Featured works convey the complexities of representation, including the misunderstandings and missteps, and the artifice of difference that have long characterized Western views of other cultures, such as the insufficient and problematic terms that are often used to define the region as monolithic. History Is Not Here emphasizes the potential in alternative imagery and language structures from which new imaginaries can be generated.
Coinciding with the 20th anniversary of Mizna’s flagship art and literary journal, the exhibition’s roster is selected from the list of artists highlighted in its pages: Hamdi Attia, Basel Abbas and Ruanne Abou Rahme, Osama Esid, Fadlabi, Adelita Husni-Bey, Emily Jacir, Yazan Khalili, Joe Namy, Monira al Qadiri, Alaa Satir, Zineb Sedira, Athir Shayota, Nida Sinnokrot, Walid Siti, Raed Yassin, and Ala Younis. Artists published in Mizna are dedicated to recording their shared histories of exclusion, linking creatives and communities, and reshaping spaces of dissonance.
The exhibition is a partnership between Mizna, a Minnesota-based Arab arts organization and platform for contemporary literature, art, film, and cultural programming, and the Minnesota Museum of American Art (The M). The M, St. Paul’s oldest and only major art museum, is dedicated to inspiring people to discover themselves and their communities through American art. The museum’s collection of approximately 5,000 works of art emphasizes American art from the 19th century to the present, and in particular, attempts to diversify the notion of what constitutes “American art.”

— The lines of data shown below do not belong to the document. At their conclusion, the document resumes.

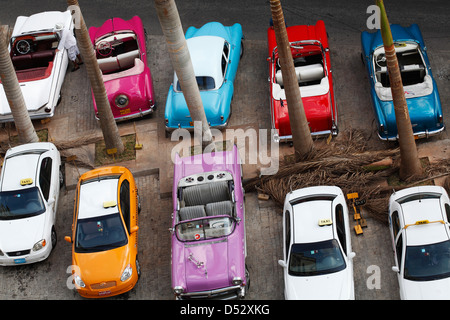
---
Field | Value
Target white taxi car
[278,186,355,300]
[0,142,62,266]
[389,186,450,300]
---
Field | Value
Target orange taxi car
[65,166,140,298]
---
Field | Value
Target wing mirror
[130,226,139,233]
[278,260,287,268]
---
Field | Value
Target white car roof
[402,199,449,246]
[287,186,342,243]
[292,200,333,243]
[1,142,56,191]
[390,186,449,245]
[12,11,72,37]
[78,177,119,219]
[174,36,225,88]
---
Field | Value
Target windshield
[289,239,346,276]
[75,213,128,252]
[0,187,45,220]
[405,240,450,281]
[175,217,235,241]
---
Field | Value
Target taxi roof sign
[103,200,117,209]
[319,219,333,227]
[405,220,445,229]
[20,178,33,186]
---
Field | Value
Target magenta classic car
[171,146,249,300]
[89,16,155,121]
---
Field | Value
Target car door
[119,178,137,246]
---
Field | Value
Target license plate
[120,108,131,115]
[14,258,26,264]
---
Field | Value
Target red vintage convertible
[267,20,338,142]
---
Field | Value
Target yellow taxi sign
[319,219,333,227]
[405,220,445,229]
[20,178,33,186]
[347,192,359,199]
[103,200,117,209]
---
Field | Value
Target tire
[135,257,141,280]
[51,226,58,250]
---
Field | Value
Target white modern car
[0,11,73,122]
[389,186,450,300]
[0,142,62,266]
[278,186,355,300]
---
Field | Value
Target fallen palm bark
[244,131,450,223]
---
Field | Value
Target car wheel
[51,227,58,249]
[136,257,141,279]
[59,167,64,188]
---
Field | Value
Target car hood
[0,76,53,115]
[101,73,147,108]
[286,268,354,300]
[165,90,223,127]
[273,93,333,136]
[380,94,438,135]
[73,245,129,285]
[184,241,230,292]
[0,213,45,252]
[402,278,450,300]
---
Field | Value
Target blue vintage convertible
[164,22,243,131]
[361,24,444,140]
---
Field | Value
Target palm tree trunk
[377,0,422,180]
[155,0,212,149]
[0,26,39,143]
[67,0,125,154]
[270,0,314,161]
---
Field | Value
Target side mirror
[130,226,139,233]
[47,197,56,206]
[278,260,287,268]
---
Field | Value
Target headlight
[33,239,46,251]
[173,286,184,295]
[73,275,86,288]
[120,264,133,281]
[115,94,128,108]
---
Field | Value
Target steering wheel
[375,53,386,68]
[95,41,113,57]
[211,221,225,229]
[16,40,31,54]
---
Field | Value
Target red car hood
[273,92,332,137]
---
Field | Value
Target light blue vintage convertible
[164,22,243,132]
[361,24,444,140]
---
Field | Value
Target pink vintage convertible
[171,146,249,299]
[89,16,155,121]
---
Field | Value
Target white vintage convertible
[0,11,73,122]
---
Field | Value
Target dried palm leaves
[244,130,450,222]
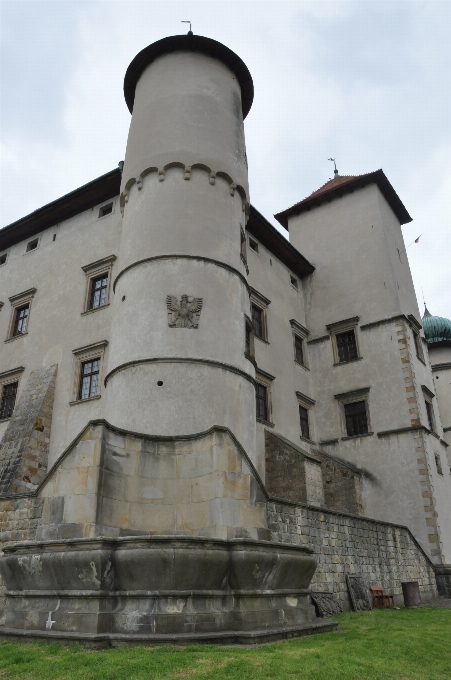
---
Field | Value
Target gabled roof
[274,170,412,229]
[0,168,121,251]
[0,168,315,278]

Curated by Heba Y. Amin (visual artist and curator of visual art for Mizna) and Maymanah Farhat (writer and curator), History Is Not Here: Art and the Arab Imaginary will be on view September 12, 2019–January 5, 2020. The exhibition will be accompanied by public installations in the Creative Enterprise Zone, the St. Paul neighborhood where Mizna is located. The public art includes a mural by Fadlabi, a billboard by Raed Yassin, and a public sculpture by Monira Al Qadiri. Throughout the exhibition, Mizna and the M will present public programming such as readings, panel discussions, artist talks, and performances that will explore the ideas and the works in the show.
This exhibition is supported, in part, with generous funding from the John S. and James L. Knight Foundation, Andy Warhol Foundation for the Visual Arts, St. Paul Cultural STAR, and Marbrook Foundation.